Review

„Batman: Year One“ basiert auf der gleichnamigen Vorlage von Frank Miller und David Mazzucchelli, einer Comicerzählung rund um den nach Gotham zurückgekehrten Bruce Wayne und den nach dort versetzten Cop James Gordon. Beide Männer haben keine allzu positive Sicht auf diese Stadt und suchen diese zu verändern – mit unterschiedlichen Methoden.

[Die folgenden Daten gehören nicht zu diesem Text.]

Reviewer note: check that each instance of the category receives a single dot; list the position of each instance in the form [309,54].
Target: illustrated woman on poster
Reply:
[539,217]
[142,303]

Der Animationsfilm arbeitet die Vorlage dabei recht getreu ab und konzentriert sich auf die beiden genannten Figuren, wobei Gordon letztlich hier der interessantere Charakter ist. Das mag zum einen daran liegen, dass die Geschichte von Bruce Wayne schon oft erzählt wurde, zum anderen man eben mehr über die Hintergründe des desillusionierten Gordon erfährt. Gesprochen von Bryan Cranston kommt dessen Vergangenheit ebenso zum Tragen wie seine Verfehlungen im Jetzt und seine Auseinandersetzung mit der korrupten Polizei von Gotham City sowie dem auftauchenden Vigilanten im schwarzen Kostüm. Dieser wiederum macht hier seine Selbstfindung als von Rache getriebener Nachtschwärmer durch und kreuzt dabei den Weg von Gordon. Aus diversen Verfilmungen kennt man Waynes Geschichte nun recht gut und  fügt hier nicht viel Neues hinzu, sodass eben Gordon den interessanteren Part hat.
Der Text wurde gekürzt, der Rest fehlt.